Although studies of Aire have focused on its role in the ectopic generation of peptides, those peptides are themselves derived from gene products that have roles in a wide array of biologic functions. It is perhaps expected, therefore, that the Aire-coordinated expression of enzymes involved in biosynthetic pathways results in the production of mediators that affect the thymocytes in their vicinity. Our analyses of single-cell and bulk transcriptomes suggest that there is coexpression of glucocorticoid synthetic enzyme cascades within individual Aire-expressing cells, which might be mediated by Aire-dependent expression of an upstream transcriptional regulator that promotes steroidogenesis. One limitation of the present study is that we were unable to identify what molecule, if any, performs this orchestrative function. Identification and manipulation of such a factor, in addition to providing a mechanistic understanding of enzyme coexpression, would also allow direct examination of the aggregate effects of mTEC-synthesized steroids—androgens, estrogens, progestins, mineralocorticoids, and glucocorticoids—on thymus development and thymocyte selection. Another limitation is the difficulty in linking Cyp11b1 expression in one mTEC to altered selection outcomes in adjacent thymocytes. Development of steroid sensors and their use in combination with TCR signaling reporters, such as calcium indicators, might be used to spatiotemporally link these processes within the thymus.

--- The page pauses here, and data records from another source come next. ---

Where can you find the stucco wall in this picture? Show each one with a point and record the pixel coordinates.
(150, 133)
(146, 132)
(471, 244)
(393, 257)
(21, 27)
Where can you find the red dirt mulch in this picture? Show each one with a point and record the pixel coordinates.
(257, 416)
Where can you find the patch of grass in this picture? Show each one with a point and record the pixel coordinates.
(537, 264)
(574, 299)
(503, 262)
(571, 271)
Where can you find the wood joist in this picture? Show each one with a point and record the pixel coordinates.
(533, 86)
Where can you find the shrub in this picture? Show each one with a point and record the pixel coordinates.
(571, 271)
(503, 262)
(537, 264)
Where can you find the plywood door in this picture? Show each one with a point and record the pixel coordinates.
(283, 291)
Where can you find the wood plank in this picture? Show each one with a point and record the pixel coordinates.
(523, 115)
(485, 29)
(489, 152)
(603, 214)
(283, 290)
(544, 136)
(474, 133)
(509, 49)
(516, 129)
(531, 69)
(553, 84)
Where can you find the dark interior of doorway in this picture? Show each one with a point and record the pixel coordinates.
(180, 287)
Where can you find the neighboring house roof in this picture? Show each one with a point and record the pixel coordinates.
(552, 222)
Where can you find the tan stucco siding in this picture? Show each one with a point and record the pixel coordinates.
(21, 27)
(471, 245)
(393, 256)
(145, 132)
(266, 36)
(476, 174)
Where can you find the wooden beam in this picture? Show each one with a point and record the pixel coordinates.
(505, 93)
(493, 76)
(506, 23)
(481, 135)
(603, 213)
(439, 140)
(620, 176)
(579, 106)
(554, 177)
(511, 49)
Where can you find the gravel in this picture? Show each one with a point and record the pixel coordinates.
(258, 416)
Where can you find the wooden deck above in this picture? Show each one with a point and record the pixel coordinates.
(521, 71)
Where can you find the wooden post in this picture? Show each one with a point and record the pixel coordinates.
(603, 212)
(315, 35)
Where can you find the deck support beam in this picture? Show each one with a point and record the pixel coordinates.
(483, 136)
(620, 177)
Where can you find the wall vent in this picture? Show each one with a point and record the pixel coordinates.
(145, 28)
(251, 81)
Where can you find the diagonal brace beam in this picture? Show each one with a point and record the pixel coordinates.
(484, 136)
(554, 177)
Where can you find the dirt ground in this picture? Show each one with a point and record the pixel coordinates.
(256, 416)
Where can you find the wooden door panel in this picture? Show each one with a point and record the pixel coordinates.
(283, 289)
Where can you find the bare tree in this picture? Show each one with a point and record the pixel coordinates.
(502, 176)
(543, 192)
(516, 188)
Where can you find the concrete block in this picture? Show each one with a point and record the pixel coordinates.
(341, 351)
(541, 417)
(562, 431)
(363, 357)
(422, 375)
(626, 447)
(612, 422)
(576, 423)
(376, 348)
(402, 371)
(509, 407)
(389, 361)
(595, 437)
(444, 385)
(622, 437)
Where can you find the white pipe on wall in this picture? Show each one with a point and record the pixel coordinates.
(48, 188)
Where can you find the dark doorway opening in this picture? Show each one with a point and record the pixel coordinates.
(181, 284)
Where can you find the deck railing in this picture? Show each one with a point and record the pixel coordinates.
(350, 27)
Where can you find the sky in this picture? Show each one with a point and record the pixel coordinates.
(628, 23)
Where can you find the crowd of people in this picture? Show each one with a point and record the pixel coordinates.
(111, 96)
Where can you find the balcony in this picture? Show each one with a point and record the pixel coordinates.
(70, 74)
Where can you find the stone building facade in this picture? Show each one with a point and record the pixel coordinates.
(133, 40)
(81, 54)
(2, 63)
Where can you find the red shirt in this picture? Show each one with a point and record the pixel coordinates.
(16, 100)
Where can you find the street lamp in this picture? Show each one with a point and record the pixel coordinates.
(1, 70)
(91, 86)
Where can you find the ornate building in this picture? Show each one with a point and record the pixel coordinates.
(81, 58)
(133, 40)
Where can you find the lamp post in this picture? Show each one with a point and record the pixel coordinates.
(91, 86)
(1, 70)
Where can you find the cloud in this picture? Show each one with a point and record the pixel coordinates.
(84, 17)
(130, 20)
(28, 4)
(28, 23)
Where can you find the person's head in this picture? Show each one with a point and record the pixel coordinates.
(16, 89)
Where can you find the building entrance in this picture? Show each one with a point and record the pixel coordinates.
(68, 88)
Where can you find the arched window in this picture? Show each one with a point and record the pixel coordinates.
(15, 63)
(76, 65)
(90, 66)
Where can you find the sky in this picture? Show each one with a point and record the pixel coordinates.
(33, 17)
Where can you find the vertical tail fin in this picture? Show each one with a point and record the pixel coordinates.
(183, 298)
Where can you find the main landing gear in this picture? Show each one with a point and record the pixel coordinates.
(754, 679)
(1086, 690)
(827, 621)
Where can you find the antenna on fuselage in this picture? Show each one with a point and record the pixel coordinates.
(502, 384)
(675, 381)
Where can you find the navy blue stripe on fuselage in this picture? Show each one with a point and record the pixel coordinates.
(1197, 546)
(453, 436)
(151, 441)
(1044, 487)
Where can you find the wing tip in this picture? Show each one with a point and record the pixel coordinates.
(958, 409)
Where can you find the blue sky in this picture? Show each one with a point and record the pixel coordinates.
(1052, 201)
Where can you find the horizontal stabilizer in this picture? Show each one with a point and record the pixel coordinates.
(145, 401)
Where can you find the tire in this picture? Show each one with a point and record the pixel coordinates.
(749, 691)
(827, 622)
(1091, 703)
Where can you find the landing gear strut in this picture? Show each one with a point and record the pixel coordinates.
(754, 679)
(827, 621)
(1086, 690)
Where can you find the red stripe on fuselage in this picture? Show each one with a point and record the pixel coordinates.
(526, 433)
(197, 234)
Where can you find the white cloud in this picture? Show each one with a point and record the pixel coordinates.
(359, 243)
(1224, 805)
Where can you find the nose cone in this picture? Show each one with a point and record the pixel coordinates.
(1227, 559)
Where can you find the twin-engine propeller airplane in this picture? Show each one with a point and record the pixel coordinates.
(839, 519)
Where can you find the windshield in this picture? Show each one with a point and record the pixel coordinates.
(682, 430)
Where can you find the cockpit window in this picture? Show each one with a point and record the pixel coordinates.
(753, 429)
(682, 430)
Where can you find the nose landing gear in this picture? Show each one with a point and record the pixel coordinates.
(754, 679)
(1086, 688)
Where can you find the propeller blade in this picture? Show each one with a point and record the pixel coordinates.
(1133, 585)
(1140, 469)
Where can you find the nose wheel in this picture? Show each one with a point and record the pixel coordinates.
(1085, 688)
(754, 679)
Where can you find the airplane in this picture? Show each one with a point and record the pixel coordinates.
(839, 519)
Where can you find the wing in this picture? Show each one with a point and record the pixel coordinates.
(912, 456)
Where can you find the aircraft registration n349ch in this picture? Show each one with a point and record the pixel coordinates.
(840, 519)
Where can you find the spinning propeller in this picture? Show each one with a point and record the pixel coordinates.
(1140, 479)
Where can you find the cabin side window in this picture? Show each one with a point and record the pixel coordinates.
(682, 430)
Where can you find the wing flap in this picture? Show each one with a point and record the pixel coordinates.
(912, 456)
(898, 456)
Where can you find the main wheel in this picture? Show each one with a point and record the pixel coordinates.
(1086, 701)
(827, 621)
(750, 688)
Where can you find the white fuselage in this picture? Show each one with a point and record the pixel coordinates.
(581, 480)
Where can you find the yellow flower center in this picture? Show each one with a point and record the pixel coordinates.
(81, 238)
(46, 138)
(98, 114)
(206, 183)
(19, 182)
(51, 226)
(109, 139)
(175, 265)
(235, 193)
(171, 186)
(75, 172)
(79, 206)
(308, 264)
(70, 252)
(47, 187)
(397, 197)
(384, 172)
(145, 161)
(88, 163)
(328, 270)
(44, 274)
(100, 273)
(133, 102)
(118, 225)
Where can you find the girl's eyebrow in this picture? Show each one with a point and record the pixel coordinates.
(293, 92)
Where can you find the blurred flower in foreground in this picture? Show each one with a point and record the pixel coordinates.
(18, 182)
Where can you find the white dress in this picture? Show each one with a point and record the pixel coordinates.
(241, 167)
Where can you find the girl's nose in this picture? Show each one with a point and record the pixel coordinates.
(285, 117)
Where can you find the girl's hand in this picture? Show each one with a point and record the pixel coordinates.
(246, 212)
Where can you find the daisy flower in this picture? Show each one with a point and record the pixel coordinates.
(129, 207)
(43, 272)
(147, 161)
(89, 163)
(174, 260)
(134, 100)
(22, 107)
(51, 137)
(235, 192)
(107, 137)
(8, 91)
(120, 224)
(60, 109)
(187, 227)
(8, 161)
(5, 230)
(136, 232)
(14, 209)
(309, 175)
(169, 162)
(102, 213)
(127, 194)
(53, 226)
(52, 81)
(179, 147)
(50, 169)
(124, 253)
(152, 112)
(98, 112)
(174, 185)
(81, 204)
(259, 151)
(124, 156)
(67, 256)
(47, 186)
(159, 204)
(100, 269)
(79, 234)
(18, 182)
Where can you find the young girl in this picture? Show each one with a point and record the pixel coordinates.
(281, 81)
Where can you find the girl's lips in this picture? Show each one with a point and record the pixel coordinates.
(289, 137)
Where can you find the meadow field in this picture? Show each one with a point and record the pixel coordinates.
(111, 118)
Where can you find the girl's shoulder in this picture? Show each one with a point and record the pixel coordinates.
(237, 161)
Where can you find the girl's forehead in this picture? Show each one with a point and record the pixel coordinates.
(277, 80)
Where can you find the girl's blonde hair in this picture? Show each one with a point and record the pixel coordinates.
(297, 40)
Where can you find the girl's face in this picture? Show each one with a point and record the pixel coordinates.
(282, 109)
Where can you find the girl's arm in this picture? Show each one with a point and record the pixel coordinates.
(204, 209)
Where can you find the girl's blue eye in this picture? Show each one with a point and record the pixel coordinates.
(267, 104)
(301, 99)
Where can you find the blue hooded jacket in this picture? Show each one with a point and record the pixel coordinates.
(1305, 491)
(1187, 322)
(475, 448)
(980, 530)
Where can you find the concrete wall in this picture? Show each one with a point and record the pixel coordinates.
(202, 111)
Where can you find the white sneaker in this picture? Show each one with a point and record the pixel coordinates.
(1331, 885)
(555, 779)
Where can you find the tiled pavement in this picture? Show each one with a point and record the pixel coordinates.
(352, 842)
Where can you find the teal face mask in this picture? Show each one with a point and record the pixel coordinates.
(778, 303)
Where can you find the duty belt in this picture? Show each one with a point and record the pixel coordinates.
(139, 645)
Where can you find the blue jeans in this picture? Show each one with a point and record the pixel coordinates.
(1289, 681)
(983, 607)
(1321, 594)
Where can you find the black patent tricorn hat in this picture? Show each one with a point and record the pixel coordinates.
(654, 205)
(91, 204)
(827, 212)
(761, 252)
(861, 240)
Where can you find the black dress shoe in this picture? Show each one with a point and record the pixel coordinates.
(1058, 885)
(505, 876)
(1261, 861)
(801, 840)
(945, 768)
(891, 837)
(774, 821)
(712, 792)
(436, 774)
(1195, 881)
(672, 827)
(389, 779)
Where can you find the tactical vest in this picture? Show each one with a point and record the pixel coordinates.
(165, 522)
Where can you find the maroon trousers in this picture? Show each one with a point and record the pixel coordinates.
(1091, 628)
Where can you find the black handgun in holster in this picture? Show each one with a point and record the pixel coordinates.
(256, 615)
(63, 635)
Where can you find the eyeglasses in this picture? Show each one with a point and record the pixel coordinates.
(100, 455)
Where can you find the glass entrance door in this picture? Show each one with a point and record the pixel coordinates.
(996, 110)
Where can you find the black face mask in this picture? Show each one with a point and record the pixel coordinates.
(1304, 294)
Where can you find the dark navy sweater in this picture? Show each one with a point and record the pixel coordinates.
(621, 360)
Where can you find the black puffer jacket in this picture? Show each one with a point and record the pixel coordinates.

The present study focused on steroid hormone production, but other Aire-dependent biosynthetic pathways were identified as well, including those producing other lipid hormones with known functions in thymocyte development. Oxysterols (Ebi2 ligands) promote negative selection via increased motility of SP thymocytes within the medulla (42), multiple eicosanoid species inhibit thymocyte proliferation (70, 71), and retinoids (RAR and RXR ligands) induce apoptosis via induction of Nur77 and Bim expression (72) and enhance glucocorticoid signaling in thymocytes (73). Together, these suggest that steroid generation represents only one example of the antigen-independent functions of Aire in the thymic medulla. Generation of TEC-specific deletions of enzymes in these and other pathways would be useful in exploring their individual and combinatorial functions and thus potentially identify additional roles for Aire in the thymus.

MATERIALS AND METHODS

Study design

The main objectives of this study are to (i) identify the cellular source of thymus glucocorticoid synthesis, (ii) identify upstream molecules controlling synthesis, and (iii) determine whether glucocorticoids are the only lipid signaling molecules produced in the thymus or whether there are others. We generated a KI Cyp11b1 reporter mouse expressing a Cyp11b1-mScarlet fluorescent fusion protein to identify glucocorticoid-synthesizing cells and used a combination of transcriptomic analyses and mutant mouse models to further identify and perturb gene expression programs within cells of interest. Key reagents used in the study can be found in table S1.

Mice

WT C57BL/6 mice and FoxN1-Cre-transgenic mice were obtained from the Jackson Laboratory. Aire-deficient and Fezf2^flox/flox mice were gifts of Y. Takahama and N. Sestan, respectively (57, 74). Fezf2^FoxN1-Cre mice were generated by crossing Fezf2^fl/fl and FoxN1-Cre mice. Mice were used between embryonic day 18.5 and 7 weeks of age, depending on the experiment. Embryonic mice were collected from timed pregnancies of 2- to 3-month-old females. Males were added to the cage and removed after detection of a vaginal plug (embryonic day 0.5). We did not detect any sex differences in 3- to 7-week mice and therefore pooled female and male mice for all analyses. Mice were housed on a 12-hour light/12-hour dark cycle, with ad libitum access to standard chow (NIH-31, Teklad). For experiments examining tissue steroid production, mice were collected between 10 a.m. and 3 p.m. (Zeitgeiber time 4 to 9). Sample sizes were selected on the basis of previous studies performed by the laboratory. Mouse genotypes were not randomized, and experimenters were not blinded. All protocols and procedures were approved by the National Cancer Institute (NCI) Animal Care and Use Committee (LICB-008) and followed the National Institutes of Health (NIH) Guide for the Care and Use of Laboratory Animals guidelines.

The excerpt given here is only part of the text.